From: Daniel Phillips (news-list.linux.kernel@innominate.de)
Date: Sat Jul 29 2000 - 08:11:57 EST


David Gould wrote:
>
> On Tue, Jul 25, 2000 at 12:16:42PM +0200, Daniel Phillips wrote:
> > Please excuse me for the delay in responding to this...
>
> Me too...
>
> > "Stephen C. Tweedie" wrote:
> > >
> > > On Thu, Jul 06, 2000 at 09:19:58PM +0100, Steve Whitehouse wrote:
> > > > can you explain "phase tree" and/or give a reference ?
> > >
> > > For a reference, wait until ALS and see the ext2-derived filesystem
> > > report. :-)
> > 
> > Which is when I'll deliver my white paper on Tux2fs - thanks for
> > being mysterious and building up the anticpation. ;-)
> >
> > > For basic background, look up some of the WAFL white papers from
> > > NetApps. The basic idea is an old database one: you have your
> > > filesystem in a tree, and whenever you modify the tree, you write into
> > > new blocks.

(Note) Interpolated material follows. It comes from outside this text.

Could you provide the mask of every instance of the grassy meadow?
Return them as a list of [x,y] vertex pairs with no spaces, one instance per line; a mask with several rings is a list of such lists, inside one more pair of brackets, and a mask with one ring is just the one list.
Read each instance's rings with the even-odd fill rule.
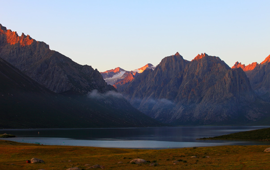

Then the next level up in the tree --- which contains
> > > pointers to the old blocks --- gets modified to point to the new
> > > blocks, and those changes too get written to new blocks, so you then
> > > need to update the pointers in the _next_ level up the tree.
> > >
> > > So you do your changes right up the tree, allocating all your new
> > > blocks in sequential order on disk somewhere (anywhere, unlike a LFS),
> > > and now all you need to do to make the entire new set of writes
> > > visible after a reboot is to move the root node pointer for the
> > > filesystem from the old root block to the new one. It's a beautiful
> > > mechanism for achieving transactional consistency, and it lends itself
>
> I had not heard the term "phase tree", but from your description is sounds
> exactly like what is often called "shadow paging". Which may make sense for
> file systems, but none of the commercial DB engines use it, probably because
> of the latency issues you mention.
>
> Or have I misunderstood?

I checked and no, it's not 'shadow paging', at least if I can rely this
description:

  http://lunar.cs.byu.edu/cs453/notes/html-15/tsld015.htm

Some assertions:

  "Disadvantages of shadow page over log-based:
  [...]
     Garbage collection: find all the garbage pages & add them
     to the list of ?free? pages, a committed transaction causes
     db pages containing data changed by the transaction
     inaccessible which become garbage (since they are not part
     of the free space & do not contain usable info.)
  [...]
     Difficult to be adapted for concurrent transactions"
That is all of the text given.